We return to the present where Craig Waterson and his friends decided to hike up to the old mine out of curiosity and with the intention of one day writing a book about Bloody Harlan County, Kentucky. In 1932 a mine collapse killed so many, not only adults but young boys between the ages of 8 and 11 who worked for pennies. When Craig falls into a mine shaft he finds himself viewing the life of Boone and the man he loved Tucker Winchester a descendant of Craig’s. Boone was a miner but Tucker came from money but his money would not save him if he was discovered to be gay.
Craig spent a long time in the hospital where he met Doug Harper, Boone’s great nephew. Unlike Boone and Tucker they did not have to hide their relationship and when Tucker’s ghost decided to pay Craig a visit it set him and Doug on a mission to retrieve the bodies of those who died in the mine collapse giving them a proper burial and giving them a chance to hear the legendary ghost train coming to take them to the other side.
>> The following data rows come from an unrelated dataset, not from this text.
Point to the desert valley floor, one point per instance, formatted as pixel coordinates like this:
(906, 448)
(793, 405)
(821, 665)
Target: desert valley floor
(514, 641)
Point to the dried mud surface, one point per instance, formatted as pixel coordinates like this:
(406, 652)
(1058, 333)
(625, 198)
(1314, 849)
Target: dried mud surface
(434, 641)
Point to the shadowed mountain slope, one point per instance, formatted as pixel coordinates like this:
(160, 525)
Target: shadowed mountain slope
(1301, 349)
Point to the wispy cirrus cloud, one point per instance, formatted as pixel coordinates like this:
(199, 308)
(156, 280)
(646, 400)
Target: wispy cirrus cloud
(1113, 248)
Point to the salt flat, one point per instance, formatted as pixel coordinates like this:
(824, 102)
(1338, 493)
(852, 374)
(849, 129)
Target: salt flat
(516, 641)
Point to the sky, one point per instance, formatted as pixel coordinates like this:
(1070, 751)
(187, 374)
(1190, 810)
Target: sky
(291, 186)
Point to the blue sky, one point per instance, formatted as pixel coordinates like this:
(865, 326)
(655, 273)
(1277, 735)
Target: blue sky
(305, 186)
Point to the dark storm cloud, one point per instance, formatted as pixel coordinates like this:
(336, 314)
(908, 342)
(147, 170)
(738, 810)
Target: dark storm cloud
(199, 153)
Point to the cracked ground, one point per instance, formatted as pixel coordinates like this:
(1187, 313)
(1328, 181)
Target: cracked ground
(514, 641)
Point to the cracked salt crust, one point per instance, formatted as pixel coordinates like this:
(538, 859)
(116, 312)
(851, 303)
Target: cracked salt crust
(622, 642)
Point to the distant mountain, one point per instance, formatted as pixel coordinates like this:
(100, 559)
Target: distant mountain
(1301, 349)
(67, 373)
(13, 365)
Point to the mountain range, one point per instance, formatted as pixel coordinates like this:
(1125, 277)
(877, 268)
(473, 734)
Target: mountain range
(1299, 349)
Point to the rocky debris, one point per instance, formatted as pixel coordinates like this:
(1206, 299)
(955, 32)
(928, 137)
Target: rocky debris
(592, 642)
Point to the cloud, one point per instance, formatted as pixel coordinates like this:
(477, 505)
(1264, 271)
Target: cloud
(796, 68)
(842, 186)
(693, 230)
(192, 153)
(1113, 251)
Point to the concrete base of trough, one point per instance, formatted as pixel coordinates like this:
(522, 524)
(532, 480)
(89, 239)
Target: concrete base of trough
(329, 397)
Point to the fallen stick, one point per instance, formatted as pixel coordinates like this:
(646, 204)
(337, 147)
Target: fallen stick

What caused the collapse is a mystery that Craig and Doug are determined to solve.
This was not a happy story, it was filled with violence, greed that put men’s lives in danger daily and a story of men who were killed if they just mentioned the word “union”. Men and children who no one cared about except how much work they did. This book covered a very sad time in history but it was just one example of the cruelty one man can commit upon another.
Boone and Tucker were separated during the collapse, never saying the words I love you to each other and now Craig and Doug are determined to reunite them in death. A very emotional story but as I write this review we are living through a pandemic and political upheaval just proving that when one situation is made better another one appears.